Here we’ll explore how R deals with redundancy using the “swim” dataset as an example. First, we’ll load the data:
data("SwimRecords")
Now we’ll add a new (redundant) variable “beforepres”, which is years before present:
SwimRecords$beforepres = 2015 - SwimRecords$year
We’ll start with a simple model that doesn’t involve redundancy:
mod1 = lm(time ~ year + sex, data=SwimRecords)
coef(mod1)
## (Intercept) year sexM
## 555.7167834 -0.2514637 -9.7979615
Now we’ll add the redundant variable and see what R does:
mod2 = lm(time ~ year + sex + beforepres, data=SwimRecords)
coef(mod2)
## (Intercept) year sexM beforepres
## 555.7167834 -0.2514637 -9.7979615 NA
Note that R assigns NA to the redundant coefficient. Normally, order doesn’t matter when specifying a model, but R blames redundancy on terms added later:
mod3 = lm(time ~ beforepres + year + sex, data=SwimRecords)
coef(mod3)
## (Intercept) beforepres year sexM
## 49.0174651 0.2514637 NA -9.7979615
Notice how the intercept changes! Why does this happen? Despite the different coefficients, the fitted values for both models are the same:
f2 = fitted(mod2)
f3 = fitted(mod3)
all.equal(f2, f3)
## [1] TRUE
You’ve already seen R do something similar for categorical variables.
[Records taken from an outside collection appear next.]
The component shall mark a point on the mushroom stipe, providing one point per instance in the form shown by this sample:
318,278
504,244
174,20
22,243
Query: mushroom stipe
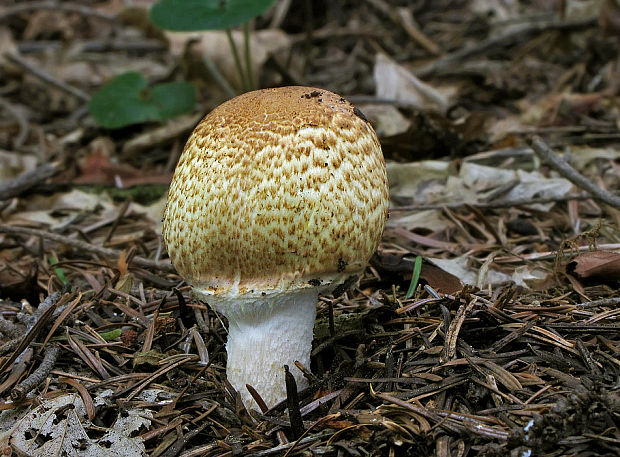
280,195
The base level for any categorical variable is redundant due to the intercept, so if we suppress the intercept, then the categorical level remains:
coef(lm(time ~ sex - 1, data=SwimRecords))
## sexF sexM
## 65.19226 54.65613
But if we leave the intercept term in, then it is dropped automatically by R:
coef(lm(time ~ sex, data=SwimRecords))
## (Intercept) sexM
## 65.19226 -10.53613
So why variance and not standard deviation or something else? The reason is due to partitionning. The sd, IQR, or a 95% coverage simply don’t partition variation. That is, the IQR of the fitted + IQR of residuals is not necessarily IQR of response variable:
data("Galton")
m = lm(height ~ 1 + mother + sex, data=Galton)
sd1 = sd(fitted(m))
sd2 = sd(resid(m))
sd3 = sd(height, data=Galton)
sd1+sd2
## [1] 5.057289
sd3
## [1] 3.582918
sd1 = IQR(fitted(m))
sd2 = IQR(resid(m))
sd3 = IQR(height, data=Galton)
sd1+sd2
## [1] 8.191579
sd3
## [1] 5.7
The variance does partition the variation. There are geometric reasons for this, which you are encouraged to read up on, but they won’t be on the midterm…
sd1 = var(fitted(m))
sd2 = var(resid(m))
sd3 = var(height, data=Galton)
sd1 + sd2
## [1] 12.8373
sd3
## [1] 12.8373
This demo is based directly on material from ‘Statistical Modeling: A Fresh Approach (2nd Edition)’ by Daniel Kaplan.